S (set similarity max): |A \cap B| / max{|A|,|B|}
s (set similarity min): |A \cap B| / min{|A|,|B|}
T (intersection size): the size of their intersection
R (Resemblance): |A \cap B|/|A \cup B| >= [threshold]
C (cosign distance):
the inner product of their normalized vectors
Following to the first parameter (commands), we can give several options described below. Basically any option accompanies one or more values, and they are in the form "-? [num]" where ? is a letter. We can give no option.
-m,-M [num]: clustering cliques
after finding the cliques, SimSet finds all pairs of cliques whose
similarities are no less than [num]. SimSet then find the clusters
according to the graph given by the pairs, and output clusters
instead of cliques (or intersection of the members in cliques).
When -M is given, each connected component will be a cluster.
When -m is given, Simset first finds a maximal independent set as
a seed, and let other vertices (cliques) belong to the neighboring
one in the independent set. The similarity measure is given as
-MT. This means intersection size is used as the similarity measure.
-v [num]: specify majority threshold (default=0.5)
when M command is given, the items included in the transactions of
ratio at least [num] will be output. The default setting is 0.5.
-u [num]:ignore records of size larger than [num]
Simset ignores the records (transactions) of
-U [num]:ignore items of frequency larger than [num]
this is for ignoring the items that appear at least [num] records.
The items will be removed from all the records. When many such
items exist, many pairs of records will be quite similar, thus
to look the details, we remove such items.
-O [num]:specify the number of repetitions
this option is for O command.

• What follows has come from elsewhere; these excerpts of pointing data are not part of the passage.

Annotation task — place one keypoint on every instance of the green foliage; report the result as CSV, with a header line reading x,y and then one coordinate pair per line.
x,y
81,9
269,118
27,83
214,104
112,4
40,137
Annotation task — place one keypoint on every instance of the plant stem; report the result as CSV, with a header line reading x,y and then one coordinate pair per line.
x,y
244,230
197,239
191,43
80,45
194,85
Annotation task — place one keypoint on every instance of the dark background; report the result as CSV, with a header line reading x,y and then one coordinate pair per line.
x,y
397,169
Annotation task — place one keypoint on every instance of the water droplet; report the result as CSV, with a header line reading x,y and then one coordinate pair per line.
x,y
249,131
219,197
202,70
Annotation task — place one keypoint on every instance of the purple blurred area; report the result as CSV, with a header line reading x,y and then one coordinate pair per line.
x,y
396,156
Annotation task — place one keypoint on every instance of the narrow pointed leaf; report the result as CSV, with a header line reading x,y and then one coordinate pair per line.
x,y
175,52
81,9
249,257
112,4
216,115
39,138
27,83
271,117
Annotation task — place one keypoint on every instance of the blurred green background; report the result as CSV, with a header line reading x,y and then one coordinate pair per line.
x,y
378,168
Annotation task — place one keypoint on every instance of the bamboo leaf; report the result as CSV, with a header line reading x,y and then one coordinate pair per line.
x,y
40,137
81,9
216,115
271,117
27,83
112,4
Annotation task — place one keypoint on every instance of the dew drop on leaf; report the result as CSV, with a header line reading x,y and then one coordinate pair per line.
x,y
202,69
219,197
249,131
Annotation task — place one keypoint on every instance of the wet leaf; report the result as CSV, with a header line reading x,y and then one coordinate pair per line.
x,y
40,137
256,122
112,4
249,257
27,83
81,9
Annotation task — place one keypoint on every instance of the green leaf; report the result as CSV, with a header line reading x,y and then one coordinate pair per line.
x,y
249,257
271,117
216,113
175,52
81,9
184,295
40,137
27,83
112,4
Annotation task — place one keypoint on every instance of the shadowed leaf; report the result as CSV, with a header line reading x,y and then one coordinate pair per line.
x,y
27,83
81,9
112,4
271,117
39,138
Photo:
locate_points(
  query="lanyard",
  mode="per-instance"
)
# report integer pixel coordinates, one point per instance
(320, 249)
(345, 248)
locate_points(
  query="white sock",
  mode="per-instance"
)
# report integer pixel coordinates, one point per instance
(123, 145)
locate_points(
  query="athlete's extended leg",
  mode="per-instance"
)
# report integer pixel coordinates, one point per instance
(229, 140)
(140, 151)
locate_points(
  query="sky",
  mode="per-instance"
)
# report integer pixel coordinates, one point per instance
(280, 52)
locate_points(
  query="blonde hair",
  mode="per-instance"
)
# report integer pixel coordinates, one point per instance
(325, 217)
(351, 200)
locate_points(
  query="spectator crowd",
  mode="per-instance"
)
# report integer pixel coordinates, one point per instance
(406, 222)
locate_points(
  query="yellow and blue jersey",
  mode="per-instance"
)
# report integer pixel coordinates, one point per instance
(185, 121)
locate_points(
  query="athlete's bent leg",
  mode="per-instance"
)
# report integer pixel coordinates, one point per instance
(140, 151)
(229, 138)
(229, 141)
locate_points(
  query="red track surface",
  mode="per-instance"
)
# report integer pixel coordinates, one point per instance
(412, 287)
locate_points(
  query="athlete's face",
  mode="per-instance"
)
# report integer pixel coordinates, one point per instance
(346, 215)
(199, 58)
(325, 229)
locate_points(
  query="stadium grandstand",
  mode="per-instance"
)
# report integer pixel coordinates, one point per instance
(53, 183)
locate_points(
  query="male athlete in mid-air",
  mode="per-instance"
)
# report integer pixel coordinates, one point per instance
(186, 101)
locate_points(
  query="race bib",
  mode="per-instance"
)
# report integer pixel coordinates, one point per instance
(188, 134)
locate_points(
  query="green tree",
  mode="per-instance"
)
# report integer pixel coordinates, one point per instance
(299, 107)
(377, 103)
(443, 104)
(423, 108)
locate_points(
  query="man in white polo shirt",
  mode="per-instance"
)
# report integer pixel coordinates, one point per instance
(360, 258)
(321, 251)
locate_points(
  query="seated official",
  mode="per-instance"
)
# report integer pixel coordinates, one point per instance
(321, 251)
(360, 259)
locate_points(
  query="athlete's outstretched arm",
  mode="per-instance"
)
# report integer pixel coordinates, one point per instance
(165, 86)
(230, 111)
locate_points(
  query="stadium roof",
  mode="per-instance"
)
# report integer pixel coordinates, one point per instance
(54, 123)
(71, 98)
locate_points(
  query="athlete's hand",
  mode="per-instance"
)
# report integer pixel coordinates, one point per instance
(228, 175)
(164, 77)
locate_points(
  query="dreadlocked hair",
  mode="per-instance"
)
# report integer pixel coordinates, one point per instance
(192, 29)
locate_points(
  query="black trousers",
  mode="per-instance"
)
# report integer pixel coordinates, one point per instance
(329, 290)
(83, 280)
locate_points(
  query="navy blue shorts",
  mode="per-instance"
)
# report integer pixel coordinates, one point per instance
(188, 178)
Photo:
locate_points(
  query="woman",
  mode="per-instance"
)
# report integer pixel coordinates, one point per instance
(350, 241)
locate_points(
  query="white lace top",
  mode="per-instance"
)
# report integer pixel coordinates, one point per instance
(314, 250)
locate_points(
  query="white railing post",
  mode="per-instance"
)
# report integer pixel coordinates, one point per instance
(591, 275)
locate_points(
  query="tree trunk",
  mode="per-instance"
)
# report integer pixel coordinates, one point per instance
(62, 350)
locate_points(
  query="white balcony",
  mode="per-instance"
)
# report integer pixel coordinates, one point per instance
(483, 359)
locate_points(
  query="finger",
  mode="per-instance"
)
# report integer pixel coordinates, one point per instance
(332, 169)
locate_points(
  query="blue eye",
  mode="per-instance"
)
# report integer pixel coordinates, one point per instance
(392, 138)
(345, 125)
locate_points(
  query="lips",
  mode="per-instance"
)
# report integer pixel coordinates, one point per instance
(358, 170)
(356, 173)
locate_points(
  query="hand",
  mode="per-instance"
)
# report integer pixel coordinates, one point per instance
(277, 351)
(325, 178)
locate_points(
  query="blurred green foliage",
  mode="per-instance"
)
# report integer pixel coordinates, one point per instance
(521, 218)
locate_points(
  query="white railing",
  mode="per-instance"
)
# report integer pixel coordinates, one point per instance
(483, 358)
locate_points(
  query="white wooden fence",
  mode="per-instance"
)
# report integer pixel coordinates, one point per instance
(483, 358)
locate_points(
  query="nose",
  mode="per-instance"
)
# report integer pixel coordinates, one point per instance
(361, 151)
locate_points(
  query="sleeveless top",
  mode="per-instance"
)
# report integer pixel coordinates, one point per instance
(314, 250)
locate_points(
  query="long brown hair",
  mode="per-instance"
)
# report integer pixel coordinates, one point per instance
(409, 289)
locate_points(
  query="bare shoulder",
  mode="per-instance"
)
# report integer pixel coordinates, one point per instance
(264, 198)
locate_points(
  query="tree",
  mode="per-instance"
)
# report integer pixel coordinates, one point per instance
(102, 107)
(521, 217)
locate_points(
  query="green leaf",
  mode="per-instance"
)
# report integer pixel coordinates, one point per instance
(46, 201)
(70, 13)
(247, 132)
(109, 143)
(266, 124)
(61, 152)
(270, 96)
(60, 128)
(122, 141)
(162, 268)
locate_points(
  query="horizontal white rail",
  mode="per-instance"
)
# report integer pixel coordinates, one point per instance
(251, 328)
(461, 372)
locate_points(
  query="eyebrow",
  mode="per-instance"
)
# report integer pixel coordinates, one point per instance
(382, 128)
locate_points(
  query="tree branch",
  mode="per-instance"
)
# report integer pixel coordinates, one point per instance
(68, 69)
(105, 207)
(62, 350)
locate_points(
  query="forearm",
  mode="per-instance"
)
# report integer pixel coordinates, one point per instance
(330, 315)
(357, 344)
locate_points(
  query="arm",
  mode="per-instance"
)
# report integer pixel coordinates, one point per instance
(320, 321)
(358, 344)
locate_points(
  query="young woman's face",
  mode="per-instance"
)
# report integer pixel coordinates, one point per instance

It given the maximum number of
repetition of computing the similarity, thus when the number of
execution of the repetitions, simset terminates the repetition
and goes to the next phase, finding the maximal cliques.

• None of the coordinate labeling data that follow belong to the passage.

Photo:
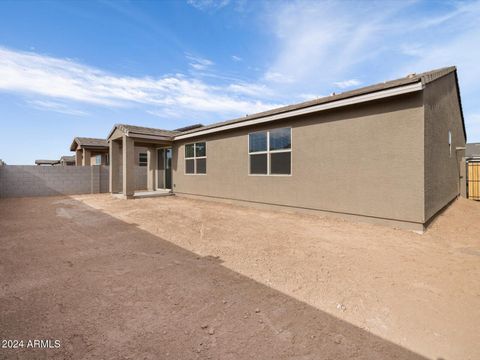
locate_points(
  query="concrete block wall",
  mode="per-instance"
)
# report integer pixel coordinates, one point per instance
(31, 180)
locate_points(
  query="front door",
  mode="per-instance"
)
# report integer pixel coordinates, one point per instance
(168, 168)
(164, 172)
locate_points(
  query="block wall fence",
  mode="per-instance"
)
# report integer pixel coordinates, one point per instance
(32, 180)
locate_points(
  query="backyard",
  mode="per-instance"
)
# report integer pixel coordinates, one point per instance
(178, 278)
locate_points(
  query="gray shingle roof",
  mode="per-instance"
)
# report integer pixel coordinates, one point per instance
(67, 158)
(88, 142)
(47, 162)
(146, 131)
(425, 78)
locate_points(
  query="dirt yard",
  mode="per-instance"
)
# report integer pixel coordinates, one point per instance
(175, 278)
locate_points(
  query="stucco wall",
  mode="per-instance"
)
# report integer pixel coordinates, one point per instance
(442, 170)
(365, 160)
(140, 177)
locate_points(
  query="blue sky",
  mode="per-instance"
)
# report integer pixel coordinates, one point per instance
(76, 68)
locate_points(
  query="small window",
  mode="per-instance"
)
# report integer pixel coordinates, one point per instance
(142, 159)
(450, 142)
(196, 158)
(270, 152)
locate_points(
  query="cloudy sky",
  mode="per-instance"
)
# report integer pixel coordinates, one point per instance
(76, 68)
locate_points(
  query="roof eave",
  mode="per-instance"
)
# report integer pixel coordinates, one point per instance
(399, 90)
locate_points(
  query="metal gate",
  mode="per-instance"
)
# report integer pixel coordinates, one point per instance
(473, 180)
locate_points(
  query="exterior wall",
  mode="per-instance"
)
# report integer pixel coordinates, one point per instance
(362, 160)
(30, 180)
(442, 171)
(103, 160)
(140, 177)
(138, 150)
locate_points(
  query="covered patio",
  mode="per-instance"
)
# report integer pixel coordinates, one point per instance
(122, 141)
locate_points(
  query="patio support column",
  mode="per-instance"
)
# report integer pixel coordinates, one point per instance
(128, 167)
(151, 167)
(78, 157)
(114, 167)
(86, 157)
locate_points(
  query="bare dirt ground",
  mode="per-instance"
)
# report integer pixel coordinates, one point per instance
(175, 278)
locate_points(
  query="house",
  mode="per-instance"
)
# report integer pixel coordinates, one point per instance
(473, 151)
(387, 153)
(67, 160)
(47, 162)
(90, 151)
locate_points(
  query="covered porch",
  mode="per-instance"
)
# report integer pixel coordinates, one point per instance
(123, 140)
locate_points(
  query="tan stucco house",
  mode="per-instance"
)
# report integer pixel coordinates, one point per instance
(386, 153)
(90, 151)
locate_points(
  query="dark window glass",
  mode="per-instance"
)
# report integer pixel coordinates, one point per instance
(201, 166)
(201, 149)
(189, 150)
(142, 159)
(280, 163)
(258, 164)
(258, 141)
(280, 139)
(190, 166)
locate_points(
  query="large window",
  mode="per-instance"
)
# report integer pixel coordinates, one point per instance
(196, 158)
(270, 152)
(142, 159)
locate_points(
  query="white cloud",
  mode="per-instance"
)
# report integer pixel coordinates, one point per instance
(277, 77)
(205, 5)
(56, 107)
(61, 80)
(199, 63)
(347, 83)
(258, 91)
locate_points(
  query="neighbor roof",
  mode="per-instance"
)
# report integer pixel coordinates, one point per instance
(140, 130)
(472, 150)
(88, 142)
(68, 158)
(47, 162)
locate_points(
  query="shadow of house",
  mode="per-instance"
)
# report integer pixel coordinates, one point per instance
(107, 289)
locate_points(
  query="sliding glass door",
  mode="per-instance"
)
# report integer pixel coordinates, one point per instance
(164, 172)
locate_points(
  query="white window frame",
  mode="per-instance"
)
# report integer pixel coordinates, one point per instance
(194, 158)
(268, 152)
(141, 162)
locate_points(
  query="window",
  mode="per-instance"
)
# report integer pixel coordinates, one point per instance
(142, 159)
(450, 142)
(270, 152)
(196, 158)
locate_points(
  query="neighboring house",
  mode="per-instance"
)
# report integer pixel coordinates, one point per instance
(90, 151)
(386, 153)
(67, 160)
(47, 162)
(472, 151)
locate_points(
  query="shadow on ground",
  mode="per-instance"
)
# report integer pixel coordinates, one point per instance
(109, 290)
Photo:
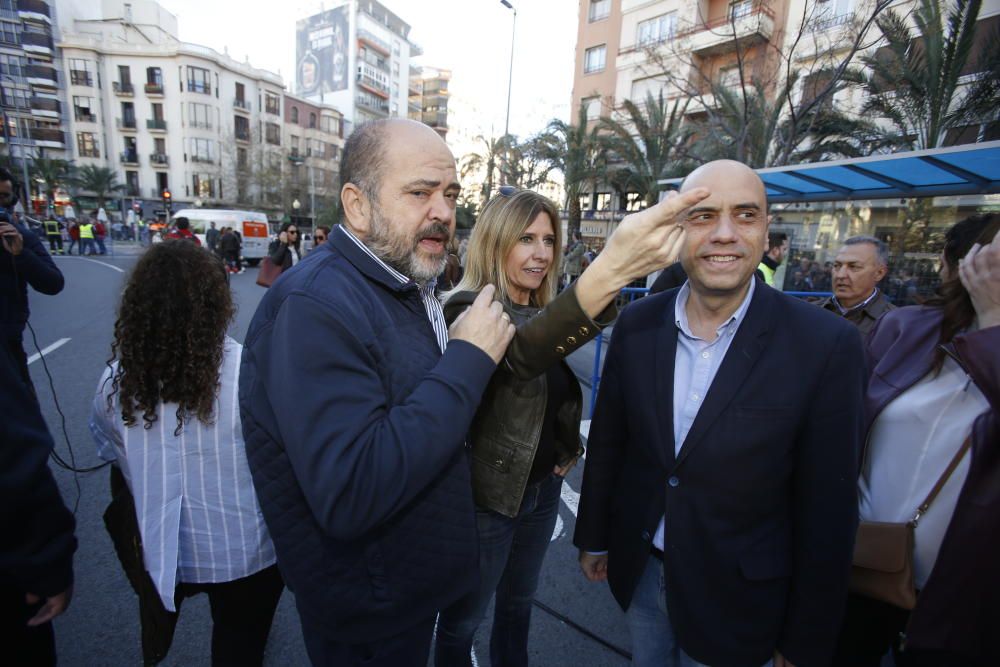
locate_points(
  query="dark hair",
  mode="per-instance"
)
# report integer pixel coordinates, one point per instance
(775, 239)
(952, 297)
(363, 157)
(169, 341)
(285, 226)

-, [char]: give the separator of the numbers in the output
the numbers in the output file are separated by the given
character [char].
-Q [filename]: replace the output numbers
according to the permutation table written in the file of
[filename], replace the numbers in the output. The numbers in the
file can be separated by any non-numeric character such as newline
character.
-W [dir]:specify working directory. All working files created during
the execution are created in the directory, and will be removed
after the execution of the program.
Examples)
- find all the pairs of records whose intersection size is no less
than 2, and find maximal cliques of size at least 4
%simset T test.dat 2 4 out
- find all the pairs of records whose consign distance is no less than
0.9, find maximal cliques of size at least 5, and output the items
appearing records of each clique with ratio at least 0.7.
%simset CM -v 0.7 test.dat 0.9 5 out
Each line (row) of the input file is a transaction. The items included in the transaction of ID i are listed in the (i+1)th line. The transaction ID begins from 0. The items must be numbers begin from 1. They can not be minus. The item numbers do not have to be used continuously, but notice that the program takes memory linear in the maximum item number. The separator of numbers can be any non-numeric letter, such as "," " " ":" "a", etc.
Example) ( "[EOF]" is the end of file )
0 1 2
1
2 3 4
4,1 2 3
2,1
[EOF]
When M command is not given, SimSet outputs the transaction ID's of each maximal clique. Each line of the output file corresponds to a maximal clique, and is a list of numbers that are ID's of the transactions. If M is given, SimSet outputs the items included in many transactions of each clique. For example, (1:0.91) (8:0.91) (2:0.73)
means that item 1 is included in 91% of the transactions in the clique, and item 8 is included in 91%, and item 2 is included in 73%. The items are sorted in the decreasing order of the ratio.